How Libraries, Learning Paths, and Topics work together

Anthony Karcz avatar
Written by Anthony Karcz
Updated over a week ago

This content applies to: Admins

Once your content’s created, the next step is to organize it so that it’s seen by the users who need it. To do this, you’ll use libraries, topics, and learning paths. You don’t have to use all three features but they work great together.


Libraries help your learners focus by surfacing only those courses and learning paths that are included in the library to which they’re assigned. With libraries, learners can self-enroll in courses and learning paths.

Libraries also let you control what content users can access. When you remove a group’s access to your account’s default library and then you add that same group to a custom library, they’re able to see only the courses and learning paths you’ve added to it.

If you have premium content sources enabled, you can also turn off visibility for specific Rise or partner courses and categories in course management. With visibility disabled, the content doesn't display for anyone on your team.


Topics are searchable in the library and give your users a way to quickly browse for content in which they’re interested. Create new topics on the Topics tab, then add them to your content via the Library Topics section for each course or learning path. Learning path topics are added independently from any topics that may be assigned to constituent courses.
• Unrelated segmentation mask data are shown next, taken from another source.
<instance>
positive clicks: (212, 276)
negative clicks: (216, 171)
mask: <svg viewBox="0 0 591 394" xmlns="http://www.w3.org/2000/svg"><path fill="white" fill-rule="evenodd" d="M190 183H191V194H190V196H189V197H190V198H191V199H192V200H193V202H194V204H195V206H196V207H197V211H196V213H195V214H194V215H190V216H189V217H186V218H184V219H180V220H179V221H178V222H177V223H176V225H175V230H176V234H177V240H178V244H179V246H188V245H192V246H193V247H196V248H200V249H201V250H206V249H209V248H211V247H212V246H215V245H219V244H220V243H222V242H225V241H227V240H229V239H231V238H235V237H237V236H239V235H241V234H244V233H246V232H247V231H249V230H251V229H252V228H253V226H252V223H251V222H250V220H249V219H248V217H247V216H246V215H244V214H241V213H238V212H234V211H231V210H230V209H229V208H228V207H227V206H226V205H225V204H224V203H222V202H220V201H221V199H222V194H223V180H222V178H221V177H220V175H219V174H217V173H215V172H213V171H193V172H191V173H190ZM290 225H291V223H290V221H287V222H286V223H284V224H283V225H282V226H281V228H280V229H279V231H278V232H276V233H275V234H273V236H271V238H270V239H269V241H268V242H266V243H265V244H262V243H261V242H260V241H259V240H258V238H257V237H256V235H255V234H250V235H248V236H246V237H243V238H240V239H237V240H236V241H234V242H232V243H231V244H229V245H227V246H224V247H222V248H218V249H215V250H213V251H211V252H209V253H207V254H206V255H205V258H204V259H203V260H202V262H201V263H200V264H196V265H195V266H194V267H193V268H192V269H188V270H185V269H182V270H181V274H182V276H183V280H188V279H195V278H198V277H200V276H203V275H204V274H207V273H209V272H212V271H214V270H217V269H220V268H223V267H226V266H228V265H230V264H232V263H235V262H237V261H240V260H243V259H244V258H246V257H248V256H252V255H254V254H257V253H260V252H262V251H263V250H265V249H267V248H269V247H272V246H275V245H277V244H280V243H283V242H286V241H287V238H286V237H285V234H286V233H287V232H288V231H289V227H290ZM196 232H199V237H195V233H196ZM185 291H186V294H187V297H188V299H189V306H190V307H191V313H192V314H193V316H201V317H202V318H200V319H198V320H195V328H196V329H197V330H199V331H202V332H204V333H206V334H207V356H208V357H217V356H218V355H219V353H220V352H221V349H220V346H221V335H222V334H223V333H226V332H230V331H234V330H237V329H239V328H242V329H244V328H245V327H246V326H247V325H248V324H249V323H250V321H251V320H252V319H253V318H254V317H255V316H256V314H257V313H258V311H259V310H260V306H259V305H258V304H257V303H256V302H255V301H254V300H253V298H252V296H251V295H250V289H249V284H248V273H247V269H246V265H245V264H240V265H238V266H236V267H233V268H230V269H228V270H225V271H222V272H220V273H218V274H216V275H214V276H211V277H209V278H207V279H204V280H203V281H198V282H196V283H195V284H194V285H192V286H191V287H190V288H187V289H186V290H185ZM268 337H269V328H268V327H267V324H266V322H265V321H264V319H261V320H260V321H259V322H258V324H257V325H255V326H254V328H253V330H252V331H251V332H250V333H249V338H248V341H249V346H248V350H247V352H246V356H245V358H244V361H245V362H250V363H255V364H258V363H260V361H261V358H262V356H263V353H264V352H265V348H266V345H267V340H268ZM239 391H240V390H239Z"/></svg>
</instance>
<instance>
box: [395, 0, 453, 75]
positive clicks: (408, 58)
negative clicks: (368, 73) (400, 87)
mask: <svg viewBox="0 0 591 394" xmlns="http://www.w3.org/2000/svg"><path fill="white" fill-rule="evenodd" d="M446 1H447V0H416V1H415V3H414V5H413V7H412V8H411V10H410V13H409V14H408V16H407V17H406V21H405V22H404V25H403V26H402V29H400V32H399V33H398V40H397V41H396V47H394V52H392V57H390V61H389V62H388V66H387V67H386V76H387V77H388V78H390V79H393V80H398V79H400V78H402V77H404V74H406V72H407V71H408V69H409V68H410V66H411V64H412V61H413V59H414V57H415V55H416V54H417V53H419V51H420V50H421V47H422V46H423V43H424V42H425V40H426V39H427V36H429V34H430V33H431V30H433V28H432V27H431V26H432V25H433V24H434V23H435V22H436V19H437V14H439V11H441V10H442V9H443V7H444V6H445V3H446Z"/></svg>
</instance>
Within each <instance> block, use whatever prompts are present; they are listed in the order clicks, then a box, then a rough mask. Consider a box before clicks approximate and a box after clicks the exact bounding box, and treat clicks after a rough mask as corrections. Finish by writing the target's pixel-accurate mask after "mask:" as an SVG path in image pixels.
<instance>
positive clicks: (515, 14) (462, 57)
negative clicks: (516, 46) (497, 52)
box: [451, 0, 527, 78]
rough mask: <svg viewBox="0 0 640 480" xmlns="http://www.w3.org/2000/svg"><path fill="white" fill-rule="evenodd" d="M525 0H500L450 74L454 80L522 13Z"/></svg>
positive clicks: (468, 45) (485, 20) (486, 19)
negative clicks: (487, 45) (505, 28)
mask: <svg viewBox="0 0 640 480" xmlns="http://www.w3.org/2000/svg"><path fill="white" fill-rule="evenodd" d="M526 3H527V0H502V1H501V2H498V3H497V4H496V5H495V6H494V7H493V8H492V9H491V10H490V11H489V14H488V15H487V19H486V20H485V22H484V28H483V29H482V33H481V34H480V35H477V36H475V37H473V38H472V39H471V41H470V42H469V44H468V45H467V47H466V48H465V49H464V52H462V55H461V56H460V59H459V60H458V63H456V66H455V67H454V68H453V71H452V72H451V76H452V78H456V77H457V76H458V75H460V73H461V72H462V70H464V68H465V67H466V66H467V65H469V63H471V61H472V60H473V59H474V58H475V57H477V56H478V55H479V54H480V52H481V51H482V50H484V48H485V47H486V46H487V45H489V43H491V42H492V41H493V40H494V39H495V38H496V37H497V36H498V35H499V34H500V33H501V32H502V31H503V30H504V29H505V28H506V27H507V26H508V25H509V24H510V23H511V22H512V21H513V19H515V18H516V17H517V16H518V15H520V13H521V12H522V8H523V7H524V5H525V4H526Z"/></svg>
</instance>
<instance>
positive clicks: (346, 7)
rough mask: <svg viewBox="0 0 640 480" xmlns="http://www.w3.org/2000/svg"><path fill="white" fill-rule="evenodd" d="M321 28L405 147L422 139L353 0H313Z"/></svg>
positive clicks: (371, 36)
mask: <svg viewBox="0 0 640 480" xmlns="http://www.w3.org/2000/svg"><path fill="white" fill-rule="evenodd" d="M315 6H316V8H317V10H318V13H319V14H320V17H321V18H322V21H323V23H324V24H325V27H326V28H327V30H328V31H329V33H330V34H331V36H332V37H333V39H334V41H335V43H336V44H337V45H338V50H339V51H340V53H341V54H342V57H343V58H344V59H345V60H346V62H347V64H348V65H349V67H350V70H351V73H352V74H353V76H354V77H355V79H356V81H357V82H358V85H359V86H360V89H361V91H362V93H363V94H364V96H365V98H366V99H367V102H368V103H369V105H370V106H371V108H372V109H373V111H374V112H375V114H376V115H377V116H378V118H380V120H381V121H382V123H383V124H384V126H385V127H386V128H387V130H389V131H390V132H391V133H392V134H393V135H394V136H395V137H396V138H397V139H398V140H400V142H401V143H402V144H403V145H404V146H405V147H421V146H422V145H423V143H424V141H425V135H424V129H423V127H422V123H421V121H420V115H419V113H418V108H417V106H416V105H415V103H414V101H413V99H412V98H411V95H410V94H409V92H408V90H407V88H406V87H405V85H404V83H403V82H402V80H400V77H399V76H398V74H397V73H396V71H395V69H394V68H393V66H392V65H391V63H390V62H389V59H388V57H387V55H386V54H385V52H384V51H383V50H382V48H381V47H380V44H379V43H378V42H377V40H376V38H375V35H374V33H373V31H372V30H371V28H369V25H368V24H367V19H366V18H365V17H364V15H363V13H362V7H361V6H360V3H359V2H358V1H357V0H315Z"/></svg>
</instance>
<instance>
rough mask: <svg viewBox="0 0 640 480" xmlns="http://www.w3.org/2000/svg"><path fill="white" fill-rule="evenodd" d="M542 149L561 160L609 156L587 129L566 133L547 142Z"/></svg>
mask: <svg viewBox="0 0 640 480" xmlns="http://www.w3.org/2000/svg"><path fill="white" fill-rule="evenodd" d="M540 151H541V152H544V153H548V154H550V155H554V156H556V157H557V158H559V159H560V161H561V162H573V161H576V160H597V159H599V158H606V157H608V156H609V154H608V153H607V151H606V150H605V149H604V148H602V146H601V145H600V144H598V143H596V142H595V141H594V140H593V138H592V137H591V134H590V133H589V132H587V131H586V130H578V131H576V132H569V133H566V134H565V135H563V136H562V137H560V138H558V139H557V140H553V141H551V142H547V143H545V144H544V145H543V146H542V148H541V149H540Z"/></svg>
A topic list displays in the library sidebar. Topics appear in descending order by the number of courses and learning paths assigned to the topic and then alphabetically. If a topic has no content associated with it in the current library, it doesn’t display.

Learning Paths

Use learning paths when you want to group courses together. This does two things: it provides your learners with a focused collection of related content and offers them a guided experience through progressive information. You can even select an option so that the courses included have to be taken in order, ensuring that learners don’t miss out on prerequisite knowledge.

Learning paths are especially useful when you want learners to explore a topic. While they can find related content on their own in the library, they might not need to view every course contained in a topic. Or there might be an optimal learning order you’d like them to follow. Or you might have courses that complement each other but are tagged with different topics. In a learning path you can add them all into a cohesive exploration of a subject, then assign it to the users or groups that it can best benefit.